Create Magic

Photo by Almos Bechtold on Unsplash

Everyone in enterprise software talks about ‘Consumerization’. The idea is that the products we use at work are getting easier to use — more like the products we use in our everyday lives. It’s not a new idea, 20 years ago Marc Benioff founded Salesforce on the dream of making CRM as easy as Amazon.

So why do consumer products, almost universally, have better user experiences than work tools? Are the product teams better? Do they invest more in design? Do they just care more? Well, maybe, but the truth is that consumer products have great experiences because they have to. They have no choice.

“Economy beat sentiment and benevolence.” Sir Edwin Chadwick

In the land of consumer products, the buyer is the user. Work tools, in contrast, are most often bought through a procurement process. Historically, this has meant an army of salespeople and consultants sanding off the rough edges and twisting and bending the ill-formed shapes into something useful.

Contrast this to the process we follow when buying products in own life. We read a brief description or review, sign-up, and the product has to do the heavy lifting all on its own. Being unusable on day zero is not optional.

But there is more to a consumer experience than a better-looking interface. If you only notice visual beauty, you’ll miss the depth of what makes consumer software tick. Unlike business tools, consumer products are rarely pure utility. They go beyond just ‘getting something done’. The emotional side of the software is a blind spot of most business software.

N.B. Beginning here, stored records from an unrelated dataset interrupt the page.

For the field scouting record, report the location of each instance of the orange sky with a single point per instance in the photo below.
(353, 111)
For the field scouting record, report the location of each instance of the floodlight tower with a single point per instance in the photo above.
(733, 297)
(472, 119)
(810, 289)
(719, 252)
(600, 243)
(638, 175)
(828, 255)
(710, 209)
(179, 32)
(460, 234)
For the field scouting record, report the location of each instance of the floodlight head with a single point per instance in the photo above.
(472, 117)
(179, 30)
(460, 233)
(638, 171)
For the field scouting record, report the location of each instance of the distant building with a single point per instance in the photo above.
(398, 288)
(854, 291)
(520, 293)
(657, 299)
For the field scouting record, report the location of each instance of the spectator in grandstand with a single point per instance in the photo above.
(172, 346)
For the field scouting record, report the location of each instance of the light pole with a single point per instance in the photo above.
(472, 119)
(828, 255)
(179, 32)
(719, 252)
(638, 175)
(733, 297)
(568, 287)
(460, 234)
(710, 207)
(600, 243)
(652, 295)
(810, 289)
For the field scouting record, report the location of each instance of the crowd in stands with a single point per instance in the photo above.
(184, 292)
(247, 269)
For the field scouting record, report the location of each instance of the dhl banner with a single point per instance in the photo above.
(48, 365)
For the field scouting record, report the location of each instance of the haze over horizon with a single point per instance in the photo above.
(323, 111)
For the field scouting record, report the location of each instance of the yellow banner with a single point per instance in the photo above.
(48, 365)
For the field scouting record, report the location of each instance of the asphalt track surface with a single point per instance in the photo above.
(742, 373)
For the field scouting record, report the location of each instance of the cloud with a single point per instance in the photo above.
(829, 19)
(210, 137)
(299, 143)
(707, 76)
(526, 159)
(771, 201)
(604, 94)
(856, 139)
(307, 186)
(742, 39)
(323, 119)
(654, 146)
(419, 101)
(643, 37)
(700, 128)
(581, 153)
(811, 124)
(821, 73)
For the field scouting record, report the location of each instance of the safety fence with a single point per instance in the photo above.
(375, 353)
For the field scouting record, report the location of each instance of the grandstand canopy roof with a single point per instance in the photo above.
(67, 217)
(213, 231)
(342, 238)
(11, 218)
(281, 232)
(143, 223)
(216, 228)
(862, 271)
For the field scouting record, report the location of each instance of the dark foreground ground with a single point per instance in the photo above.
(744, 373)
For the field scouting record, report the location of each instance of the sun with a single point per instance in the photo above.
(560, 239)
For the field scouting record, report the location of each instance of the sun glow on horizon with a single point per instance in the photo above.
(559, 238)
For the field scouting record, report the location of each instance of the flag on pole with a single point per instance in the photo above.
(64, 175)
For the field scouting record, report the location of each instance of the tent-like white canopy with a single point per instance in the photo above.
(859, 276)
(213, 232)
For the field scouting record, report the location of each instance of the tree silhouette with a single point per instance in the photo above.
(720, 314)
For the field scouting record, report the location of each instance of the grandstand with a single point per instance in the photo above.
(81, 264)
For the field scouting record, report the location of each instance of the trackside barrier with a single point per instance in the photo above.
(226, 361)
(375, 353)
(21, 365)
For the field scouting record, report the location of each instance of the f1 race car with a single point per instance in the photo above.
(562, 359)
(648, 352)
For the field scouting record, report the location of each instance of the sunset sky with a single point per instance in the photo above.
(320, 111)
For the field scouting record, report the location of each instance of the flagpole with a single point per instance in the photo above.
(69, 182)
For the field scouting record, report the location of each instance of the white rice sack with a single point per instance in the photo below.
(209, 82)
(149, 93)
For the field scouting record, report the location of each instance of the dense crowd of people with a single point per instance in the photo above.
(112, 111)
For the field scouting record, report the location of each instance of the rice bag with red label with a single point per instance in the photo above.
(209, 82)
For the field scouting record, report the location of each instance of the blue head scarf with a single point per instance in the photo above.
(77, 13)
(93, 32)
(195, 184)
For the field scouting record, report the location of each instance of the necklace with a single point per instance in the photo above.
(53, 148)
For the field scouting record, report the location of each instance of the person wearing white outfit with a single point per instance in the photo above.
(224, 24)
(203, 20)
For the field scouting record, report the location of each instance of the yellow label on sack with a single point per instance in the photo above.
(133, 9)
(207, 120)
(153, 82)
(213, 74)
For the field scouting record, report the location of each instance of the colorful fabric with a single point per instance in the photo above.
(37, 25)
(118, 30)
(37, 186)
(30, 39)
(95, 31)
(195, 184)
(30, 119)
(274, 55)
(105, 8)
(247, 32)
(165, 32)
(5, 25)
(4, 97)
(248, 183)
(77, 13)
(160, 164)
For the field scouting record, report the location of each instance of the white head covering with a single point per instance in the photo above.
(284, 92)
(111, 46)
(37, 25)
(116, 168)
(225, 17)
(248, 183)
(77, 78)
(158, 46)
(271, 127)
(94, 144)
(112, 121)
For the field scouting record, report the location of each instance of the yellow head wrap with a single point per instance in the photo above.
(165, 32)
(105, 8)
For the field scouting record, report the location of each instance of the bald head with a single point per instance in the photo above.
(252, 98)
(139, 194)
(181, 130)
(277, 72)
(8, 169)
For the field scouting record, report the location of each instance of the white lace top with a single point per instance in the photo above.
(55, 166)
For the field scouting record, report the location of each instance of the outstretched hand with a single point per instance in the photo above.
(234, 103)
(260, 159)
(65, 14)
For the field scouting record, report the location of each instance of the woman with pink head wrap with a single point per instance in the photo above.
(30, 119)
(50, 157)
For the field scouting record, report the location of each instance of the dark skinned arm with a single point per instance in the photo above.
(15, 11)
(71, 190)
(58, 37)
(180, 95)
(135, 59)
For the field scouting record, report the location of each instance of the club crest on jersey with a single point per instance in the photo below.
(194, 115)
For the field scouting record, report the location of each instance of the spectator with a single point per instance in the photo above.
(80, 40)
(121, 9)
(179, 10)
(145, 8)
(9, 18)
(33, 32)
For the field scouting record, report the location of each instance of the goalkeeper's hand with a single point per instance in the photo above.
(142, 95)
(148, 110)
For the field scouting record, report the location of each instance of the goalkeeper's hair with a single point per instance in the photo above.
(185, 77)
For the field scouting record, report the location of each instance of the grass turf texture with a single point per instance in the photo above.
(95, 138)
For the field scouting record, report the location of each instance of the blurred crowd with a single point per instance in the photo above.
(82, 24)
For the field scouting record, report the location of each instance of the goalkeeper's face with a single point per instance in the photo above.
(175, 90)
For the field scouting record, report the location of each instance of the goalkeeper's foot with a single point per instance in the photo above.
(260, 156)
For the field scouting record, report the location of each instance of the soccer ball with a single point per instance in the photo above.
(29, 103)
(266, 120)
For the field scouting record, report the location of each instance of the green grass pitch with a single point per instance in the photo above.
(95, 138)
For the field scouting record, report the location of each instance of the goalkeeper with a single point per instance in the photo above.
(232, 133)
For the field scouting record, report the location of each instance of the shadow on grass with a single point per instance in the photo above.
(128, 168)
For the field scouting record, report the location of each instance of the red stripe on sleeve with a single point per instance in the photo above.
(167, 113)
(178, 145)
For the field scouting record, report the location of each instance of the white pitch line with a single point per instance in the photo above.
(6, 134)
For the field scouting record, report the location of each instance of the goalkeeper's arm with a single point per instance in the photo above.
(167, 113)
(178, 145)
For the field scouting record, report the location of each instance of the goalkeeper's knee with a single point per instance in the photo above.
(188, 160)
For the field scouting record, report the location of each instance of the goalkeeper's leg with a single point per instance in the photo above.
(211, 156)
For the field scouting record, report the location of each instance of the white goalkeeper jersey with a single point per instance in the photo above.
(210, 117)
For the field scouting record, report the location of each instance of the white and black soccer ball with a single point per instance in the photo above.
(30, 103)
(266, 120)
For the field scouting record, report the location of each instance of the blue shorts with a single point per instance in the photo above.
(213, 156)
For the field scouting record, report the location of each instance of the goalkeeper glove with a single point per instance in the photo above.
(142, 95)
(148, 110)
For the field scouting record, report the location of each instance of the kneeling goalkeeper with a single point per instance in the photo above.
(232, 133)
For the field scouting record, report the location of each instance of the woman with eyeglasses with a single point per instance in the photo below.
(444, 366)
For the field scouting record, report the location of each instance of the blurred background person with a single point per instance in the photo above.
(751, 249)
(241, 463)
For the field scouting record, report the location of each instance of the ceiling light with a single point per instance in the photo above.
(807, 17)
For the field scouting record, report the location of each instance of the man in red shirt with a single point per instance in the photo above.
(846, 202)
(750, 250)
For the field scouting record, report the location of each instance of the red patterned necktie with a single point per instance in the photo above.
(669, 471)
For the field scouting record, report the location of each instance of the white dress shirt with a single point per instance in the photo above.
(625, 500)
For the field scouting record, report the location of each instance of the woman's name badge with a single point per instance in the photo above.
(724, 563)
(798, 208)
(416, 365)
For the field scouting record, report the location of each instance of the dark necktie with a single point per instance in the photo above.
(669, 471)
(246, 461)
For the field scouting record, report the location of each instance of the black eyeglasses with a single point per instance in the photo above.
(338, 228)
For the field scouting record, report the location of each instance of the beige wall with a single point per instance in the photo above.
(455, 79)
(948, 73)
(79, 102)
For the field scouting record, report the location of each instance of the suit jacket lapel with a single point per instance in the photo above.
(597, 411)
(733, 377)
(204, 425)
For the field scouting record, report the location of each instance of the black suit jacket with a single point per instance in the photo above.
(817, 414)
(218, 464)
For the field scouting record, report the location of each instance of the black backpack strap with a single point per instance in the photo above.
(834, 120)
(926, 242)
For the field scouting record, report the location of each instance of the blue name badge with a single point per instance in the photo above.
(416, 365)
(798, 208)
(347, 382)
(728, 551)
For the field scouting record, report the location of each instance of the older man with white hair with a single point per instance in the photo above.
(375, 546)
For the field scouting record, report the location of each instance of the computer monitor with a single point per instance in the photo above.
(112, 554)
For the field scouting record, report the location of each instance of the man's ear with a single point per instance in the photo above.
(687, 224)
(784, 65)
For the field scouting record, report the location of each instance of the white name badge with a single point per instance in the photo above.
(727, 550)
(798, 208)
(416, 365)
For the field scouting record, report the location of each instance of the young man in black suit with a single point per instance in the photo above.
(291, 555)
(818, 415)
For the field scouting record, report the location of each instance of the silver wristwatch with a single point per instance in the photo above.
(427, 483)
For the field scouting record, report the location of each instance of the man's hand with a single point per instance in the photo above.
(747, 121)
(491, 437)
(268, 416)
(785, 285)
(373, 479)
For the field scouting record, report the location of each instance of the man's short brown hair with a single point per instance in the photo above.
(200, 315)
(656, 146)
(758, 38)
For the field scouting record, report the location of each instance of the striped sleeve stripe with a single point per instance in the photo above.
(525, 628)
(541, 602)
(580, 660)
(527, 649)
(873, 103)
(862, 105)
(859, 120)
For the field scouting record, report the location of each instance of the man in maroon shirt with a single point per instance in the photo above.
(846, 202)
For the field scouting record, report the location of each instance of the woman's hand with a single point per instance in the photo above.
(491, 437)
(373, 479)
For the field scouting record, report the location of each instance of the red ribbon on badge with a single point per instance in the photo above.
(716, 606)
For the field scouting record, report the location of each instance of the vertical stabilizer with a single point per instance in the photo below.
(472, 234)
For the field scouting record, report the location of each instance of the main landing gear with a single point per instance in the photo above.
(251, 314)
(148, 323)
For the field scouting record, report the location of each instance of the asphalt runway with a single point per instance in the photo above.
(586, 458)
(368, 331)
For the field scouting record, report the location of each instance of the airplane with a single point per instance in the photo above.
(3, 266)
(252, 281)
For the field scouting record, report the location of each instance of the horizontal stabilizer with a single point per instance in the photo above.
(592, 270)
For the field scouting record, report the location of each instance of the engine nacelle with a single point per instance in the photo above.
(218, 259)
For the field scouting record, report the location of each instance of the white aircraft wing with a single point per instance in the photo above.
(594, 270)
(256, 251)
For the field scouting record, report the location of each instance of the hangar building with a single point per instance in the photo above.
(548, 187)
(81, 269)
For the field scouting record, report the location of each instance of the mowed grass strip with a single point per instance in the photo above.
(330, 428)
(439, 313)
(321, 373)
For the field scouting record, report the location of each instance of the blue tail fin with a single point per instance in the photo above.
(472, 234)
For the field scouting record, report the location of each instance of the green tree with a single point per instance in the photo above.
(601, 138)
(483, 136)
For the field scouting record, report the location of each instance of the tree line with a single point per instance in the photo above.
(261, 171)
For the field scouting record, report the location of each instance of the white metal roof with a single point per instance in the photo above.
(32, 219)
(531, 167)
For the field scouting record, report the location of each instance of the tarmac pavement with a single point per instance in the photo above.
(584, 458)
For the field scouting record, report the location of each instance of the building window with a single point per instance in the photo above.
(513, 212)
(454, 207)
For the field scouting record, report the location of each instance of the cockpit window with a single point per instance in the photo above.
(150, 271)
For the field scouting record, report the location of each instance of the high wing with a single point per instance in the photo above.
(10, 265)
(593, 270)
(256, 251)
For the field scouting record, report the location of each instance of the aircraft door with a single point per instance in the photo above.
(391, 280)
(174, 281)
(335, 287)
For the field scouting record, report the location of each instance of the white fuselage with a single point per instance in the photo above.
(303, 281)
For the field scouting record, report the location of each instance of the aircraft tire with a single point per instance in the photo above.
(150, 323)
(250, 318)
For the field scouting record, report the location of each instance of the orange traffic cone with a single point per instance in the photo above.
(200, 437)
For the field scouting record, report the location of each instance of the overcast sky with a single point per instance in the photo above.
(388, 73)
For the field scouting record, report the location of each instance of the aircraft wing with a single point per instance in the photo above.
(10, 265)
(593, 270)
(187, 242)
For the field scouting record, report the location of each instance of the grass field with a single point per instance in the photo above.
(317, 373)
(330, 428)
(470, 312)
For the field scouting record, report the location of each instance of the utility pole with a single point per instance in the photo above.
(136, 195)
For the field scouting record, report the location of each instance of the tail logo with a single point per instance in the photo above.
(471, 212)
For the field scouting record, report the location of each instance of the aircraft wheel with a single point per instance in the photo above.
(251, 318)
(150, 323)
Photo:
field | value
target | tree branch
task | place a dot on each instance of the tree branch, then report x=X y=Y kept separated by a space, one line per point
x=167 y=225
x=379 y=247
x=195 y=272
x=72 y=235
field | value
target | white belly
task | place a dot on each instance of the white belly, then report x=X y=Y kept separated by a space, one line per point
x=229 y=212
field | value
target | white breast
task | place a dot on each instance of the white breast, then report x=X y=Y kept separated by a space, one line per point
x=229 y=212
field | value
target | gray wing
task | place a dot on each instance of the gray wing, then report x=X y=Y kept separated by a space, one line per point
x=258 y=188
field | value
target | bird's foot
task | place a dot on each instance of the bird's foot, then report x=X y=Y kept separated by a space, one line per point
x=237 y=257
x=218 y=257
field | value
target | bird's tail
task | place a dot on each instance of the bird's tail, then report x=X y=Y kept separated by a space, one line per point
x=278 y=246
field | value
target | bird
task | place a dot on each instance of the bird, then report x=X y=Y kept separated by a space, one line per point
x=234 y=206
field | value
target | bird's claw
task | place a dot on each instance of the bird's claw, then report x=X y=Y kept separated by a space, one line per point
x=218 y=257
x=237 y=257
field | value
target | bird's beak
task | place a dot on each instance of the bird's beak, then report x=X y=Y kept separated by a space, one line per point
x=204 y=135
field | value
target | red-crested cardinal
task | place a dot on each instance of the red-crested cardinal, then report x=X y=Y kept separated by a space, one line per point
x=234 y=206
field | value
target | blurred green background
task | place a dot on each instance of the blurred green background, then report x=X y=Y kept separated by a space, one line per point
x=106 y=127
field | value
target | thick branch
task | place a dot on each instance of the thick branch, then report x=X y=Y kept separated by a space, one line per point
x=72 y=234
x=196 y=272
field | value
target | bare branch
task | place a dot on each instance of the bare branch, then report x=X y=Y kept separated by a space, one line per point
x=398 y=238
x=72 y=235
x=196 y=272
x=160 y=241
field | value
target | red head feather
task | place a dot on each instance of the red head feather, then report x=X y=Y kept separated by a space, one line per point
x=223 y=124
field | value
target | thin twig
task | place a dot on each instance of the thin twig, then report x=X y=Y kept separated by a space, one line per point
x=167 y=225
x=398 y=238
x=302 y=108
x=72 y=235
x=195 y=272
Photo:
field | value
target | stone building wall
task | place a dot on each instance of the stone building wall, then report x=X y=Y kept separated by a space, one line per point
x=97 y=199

Don’t get me wrong, I love the utility of work tools. There is a purity of logic to it — if you can solve a problem people care about, with a clear return, you have a good shot at success. Consumers are fickle and the buying process admittedly less rational. To win there, you also need magic.

‘Increase user’s speed to awesome.” — Joel Spolsky

Take Instagram filters for example. In a single tap, with the same low-quality camera, you’re immediately transformed from an average photographer into an artist. Early Instagram was pure joy to use — and you wanted to share your newfound skills with anyone who would listen. That simple moment of delight changed everything.

Most teams never figure out their magic moment, but even if you do, you’re not finished. You can’t ‘set it and forget it’ — delight is perishable. Remember when you ruled the world with a 1,600 baud modem? Now if you can’t have 3 TVs and an iPad streaming 4K video simultaneously, you complain about your internet speed. Yesterday’s awe becomes tomorrow’s expectations.

Enterprise software teams rarely take this lesson to heart. We too often stop at the surface level — taking our existing product features and ‘cleaning them up’. Consumer startups understand that word of mouth matters and the fuel of word of mouth is making your user’s great. Make them so good they want to spontaneously share what they can now do!

“Add something unexpectedly good.” — Kim Goodwin

Done well, the product should take their breath away. A moment before the world was different — their expectations of what was possible have been transformed, in a good way. This is the stuff of great products and it’s the biggest lesson I hope business software learns from consumer products. Yes, improve your user experience — beautify, simplify. But remember it’s not enough to have an interface that works — you have to create magic.